La situation de Marianne était d'autant plus dangereuse qu'il ne serait pas bien difficile à quelques hommes déterminés de pénétrer, de nuit et avec discrétion, dans le vieux palais Morousi, dont les portes ne savaient pas ce que c'était que demeurer fermées, d'y enlever Marianne et de l'emporter jusqu'à un bateau... Malgré ses contreforts médiévaux, le palais n'offrait aucune défense et ses domestiques étaient presque tous aussi âgés que leur maîtresse. Enfin, son entrée principale ouvrait directement sur le quai du Phanar : la prisonnière passerait de son lit à la cale d'un bateau sans même avoir le temps de s'éveiller...

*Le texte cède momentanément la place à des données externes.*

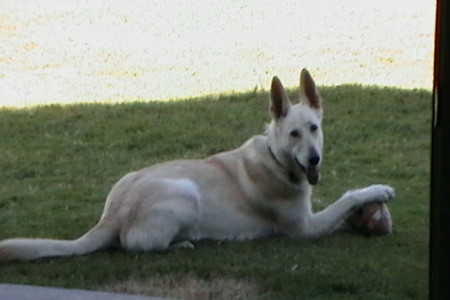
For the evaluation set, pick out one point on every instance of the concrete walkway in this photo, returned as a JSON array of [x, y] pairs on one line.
[[28, 292]]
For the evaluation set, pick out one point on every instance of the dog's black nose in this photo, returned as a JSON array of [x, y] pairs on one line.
[[314, 160]]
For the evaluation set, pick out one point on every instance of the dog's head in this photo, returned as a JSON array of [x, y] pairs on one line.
[[295, 134]]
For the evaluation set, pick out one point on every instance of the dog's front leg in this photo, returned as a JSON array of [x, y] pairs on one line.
[[330, 218]]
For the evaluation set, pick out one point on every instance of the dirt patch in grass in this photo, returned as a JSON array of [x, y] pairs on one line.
[[189, 287]]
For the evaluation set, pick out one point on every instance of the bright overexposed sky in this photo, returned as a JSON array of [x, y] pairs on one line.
[[108, 50]]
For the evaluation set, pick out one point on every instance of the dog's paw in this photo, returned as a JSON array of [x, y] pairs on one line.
[[374, 193]]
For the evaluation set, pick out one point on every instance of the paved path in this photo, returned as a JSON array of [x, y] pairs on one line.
[[101, 50], [27, 292]]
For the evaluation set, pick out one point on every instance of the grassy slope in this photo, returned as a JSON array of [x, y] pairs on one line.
[[58, 163]]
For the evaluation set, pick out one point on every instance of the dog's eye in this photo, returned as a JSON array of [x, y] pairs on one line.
[[295, 133]]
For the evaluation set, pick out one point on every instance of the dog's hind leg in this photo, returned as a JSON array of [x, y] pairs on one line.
[[157, 224]]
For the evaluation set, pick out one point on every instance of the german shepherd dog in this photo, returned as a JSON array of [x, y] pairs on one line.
[[259, 189]]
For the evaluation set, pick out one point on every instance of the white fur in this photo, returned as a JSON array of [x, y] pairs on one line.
[[258, 189]]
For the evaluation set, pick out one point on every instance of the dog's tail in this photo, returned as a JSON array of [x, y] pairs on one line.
[[100, 236]]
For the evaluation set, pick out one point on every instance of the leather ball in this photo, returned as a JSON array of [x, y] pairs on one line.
[[371, 219]]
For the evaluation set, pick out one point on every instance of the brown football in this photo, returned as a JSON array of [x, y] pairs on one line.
[[371, 219]]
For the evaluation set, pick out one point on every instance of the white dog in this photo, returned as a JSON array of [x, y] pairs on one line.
[[259, 189]]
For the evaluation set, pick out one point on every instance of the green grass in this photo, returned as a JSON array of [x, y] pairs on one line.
[[57, 164]]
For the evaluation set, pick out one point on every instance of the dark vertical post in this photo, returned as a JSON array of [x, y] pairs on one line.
[[440, 159]]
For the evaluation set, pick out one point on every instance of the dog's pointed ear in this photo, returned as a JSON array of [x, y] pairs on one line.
[[280, 103], [308, 91]]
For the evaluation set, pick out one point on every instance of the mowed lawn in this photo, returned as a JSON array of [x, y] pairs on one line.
[[57, 164]]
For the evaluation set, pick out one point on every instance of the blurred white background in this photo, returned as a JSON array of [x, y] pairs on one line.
[[104, 50]]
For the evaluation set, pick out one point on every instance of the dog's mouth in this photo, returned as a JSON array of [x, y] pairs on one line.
[[312, 173]]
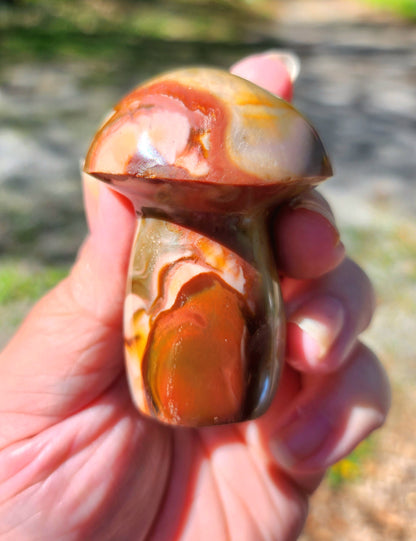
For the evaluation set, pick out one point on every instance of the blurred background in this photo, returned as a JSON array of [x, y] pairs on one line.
[[64, 63]]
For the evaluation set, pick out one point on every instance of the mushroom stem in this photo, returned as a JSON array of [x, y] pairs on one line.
[[204, 331]]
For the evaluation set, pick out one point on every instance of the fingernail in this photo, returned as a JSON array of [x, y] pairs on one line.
[[320, 322], [301, 440]]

Sous ses pieds, Marianne sentit soudain le navire bouger doucement. Il tirait sur ses ancres avec un léger grincement et elle crut voir, dans ce bruit discret, un appel, peut-être aussi une réponse. C'était comme une invitation au voyage. Pourquoi, après tout, ne partirait-elle pas avec « son » bateau et ses amis ? Pas pour l'Egypte, bien sûr, où elle n'avait que faire, mais pour la Morée... Pourquoi ne pas aller au-devant de Jason et lui éviter ainsi de revenir dans cette ville qu'il avait détestée d'instinct et où il ne voulait pas se rendre ?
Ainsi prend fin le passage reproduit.